150 Jahre SPD. Gleichstellung – Fortschritt – Jetzt!
Christa Naaß, Anette Pappler und Monika Wopperer: „Die Armutsfallen für Frauen müssen endlich weg!“
Minijobs, Teilzeitarbeit wegen mangelnder qualifizierter Kinderbetreuungsmöglichkeiten, der sich aus-breitende Niedriglohnsektor und Lohndiskriminierung – nach Überzeugung der Landtagsabgeordneten Christa Naaß, der AsF-Kreisvorsitzenden Monika Wopperer und der Bundestagskandidatin Anette Pappler wesentliche Ursachen der Altersarmut von Frauen. Zum Weltfrauentag am 8. März weisen sie daher wiederholt eindringlich auf den Handlungsbedarf durch die Bundesregierung und Bayerische Staatsregierung hin.
„In Bayern sind besonders viele Frauen von Armut betroffen. Bei den Frauen ab 65 Jahren sind es 22%. Das sind 4 Prozentpunkte mehr als im Bundesdurchschnitt, der bei 16% liegt.“, erklärt die Land-tagsabgeordnete Christa Naaß.
„Armut zeigt sich nicht nur in finanzieller Not, sondern auch in sozialer Ausgrenzung. Und die Gründe für Armut sind vielfältig. Minijobs zum Beispiel schaffen keine existenzsichernde Lebensgrundlage und werden in der Regel schlecht bezahlt. Sie sind keine Brücke zu Vollzeit-Arbeitsstellen, sondern verhindern im Gegenteil 60.000 neue Stellen“, ergänzt Bundestagskandidatin Anette Pappler. Die Ausweitung der Minijobs auf 450 Euro lehnen wir strikt ab.“
Ähnliche Probleme sieht Monika Wopperer, SPD-Kreisvorsitzende der AsF, in der Teilzeitarbeit. „Fehlende Aufstiegschancen, Lohndiskriminierung und geringe Einzahlungen in die gesetzlichen Rentenkassen sind die Folge von stundenreduzierten Beschäftigungsverhältnissen, die oft aus fehlenden Kinderbetreuungsmöglichkeiten resultieren. Wir fordern daher die Einführung flächendeckender qualitativ hochwertiger Kindertagesstätten und eine generelle Verkürzung der täglichen Regelarbeitszeit!“.
„In diesen Bereich gehören auch Erwerbsunterbrechungen zur Kindererziehung oder zur Pflege von Angehörigen. Daher brauchen wir eine Umgestaltung des Elterngeldes und eine Verbesserung der Pflege durch eine Aufwertung der Pflegeberufe!
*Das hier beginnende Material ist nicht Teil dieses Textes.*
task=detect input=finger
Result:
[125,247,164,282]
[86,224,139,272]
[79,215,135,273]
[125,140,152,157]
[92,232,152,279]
Das Betreuungsgeld der CSU lehnen wir strikt ab!“
Auch im sich stark ausbreitenden Niedriglohnsektor, in dem Frauen mit 70% die deutliche Mehrheit der Beschäftigten stellen, sieht Christa Naaß eine Armutsfalle für Frauen. Ein gesetzlicher Mindestlohn, die Aufwertung der sogenannten typischen Frauenberufe und das Verhindern der Umgehung ordentlicher Beschäftigungsverhältnisse durch Leiharbeit und Werkverträge stehen darum weit oben auf der Aufgabenliste der SPD.
Anette Pappler, Bundestagskandidatin für den Wahlkreis 241, erklärt weiter: „Armutsfallen zeigen ihre Auswirkungen besonders deutlich im Alter. Durch geringe oder fehlende Einzahlungen in die gesetzlichen Rentenkassen erzielen Frauen äußerst niedrige Rentenansprüche. Die gesetzliche Durchschnittsrente von Frauen in Bayern liegt gerade mal bei 517 Euro. Das wollen und müssen wir ändern!
Alljährlich zum Internationalen Frauentag am 8. März wird uns wieder besonders bewusst, wie weit eine tatsächliche Gleichstellung, für die wir schon seit weit über 100 Jahren kämpfen, noch entfernt ist.
Wir werden daher in unseren Anstrengungen nicht nachlassen, bis wir das erreicht haben, was uns schon im Grundgesetz versprochen wird. Die Gleichstellung von Frauen und Männern auf allen Gebieten!“
Zum Internationalen Frauentag wird die SPD am 8. März ab 14 Uhr in Treuchtlingen und am 9. März ab 11 Uhr in Gunzenhausen jeweils am Marktplatz durch das traditionelle Verteilen von Blumen auf diese Problematik aufmerksam machen.
In Weißenburg findet am 8. März um 19:30 Uhr ein Frauenfilmabend im Kinocenter statt.